Revenons à la prise de la Bastille : cette image de la révolution se matérialisant par un massacre par « le peuple » de cadres ne faisant qu’exercer leurs fonctions a eu un succès mondial, et a été célébrée par des écrivains et des poètes au talent immense comme Victor Hugo. On se rappelle les vers d’Aragon célébrant les bolcheviques : « l’éclat des fusillades ajoute aux paysages/ce sont des ingénieurs et des médecins qu’on exécute/les yeux bleus de la Révolution/brillent d’une cruauté nécessaire ». L’épopée « du peuple » à l’assaut, au sens militaire du terme, a galvanisé les intellectuels qui ont ensuite « chauffé » les foules.

Je me souviens de mon étonnement lors de ma première lecture des Misérables : ce beau parleur d’Enjolras, quasiment déifié par Hugo, mène ses camarades étudiants à la mort (ainsi que les soldats qui leur font face), parce qu’un régime politique pourtant en immense progrès par rapport au précédent ne lui plaît pas complètement ! J’imagine les réflexions des parents le soir suivant !

Et tout cela n’est que bricolage par rapport à l’instrumentalisation de l’idée de peuple et de révolution qui a permis les grands massacres et les immenses misères du XXe siècle, de la révolution bolchevique détruisant le nouveau régime libéral aux Khmers rouges (« le pouvoir au vrai peuple ») en passant par le record maoïste. Record par le nombre de morts et par le degré d’appauvrissement et d’asservissement de centaines de millions de personnes, parole de « démographe politique », ma spécialité universitaire.
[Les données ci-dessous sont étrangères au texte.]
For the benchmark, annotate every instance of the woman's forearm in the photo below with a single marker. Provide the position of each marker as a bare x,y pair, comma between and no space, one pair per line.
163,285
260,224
Le début des printemps arabes ont eu cela d’extrêmement sympathique que les révoltés avaient tiré les leçons de ces catastrophes pour se lancer dans des mouvements non violents et sans haine sociale, religieuse ou ethnique. Mais ils se retrouvent aujourd’hui face à ceux qui disposent de la force militaire (Syrie, Égypte et dans une certaine mesure Algérie) ou de la puissance d’organisations politiques bien rodées (les Frères musulmans et leurs cousins) ou de l’appui de riches États étrangers (les mêmes et les salafistes).

Revenons à Mélenchon : il renoue avec une tradition « facile », mais qui s’est mille fois révélée meurtrière et ruineuse, et d’abord pour ceux que l’on cherche à soulever ! Je ne lui ferai pas l’injure de penser qu’il l’ignore, mais celle de jouer délibérément le pire pour quelques succès médiatiques.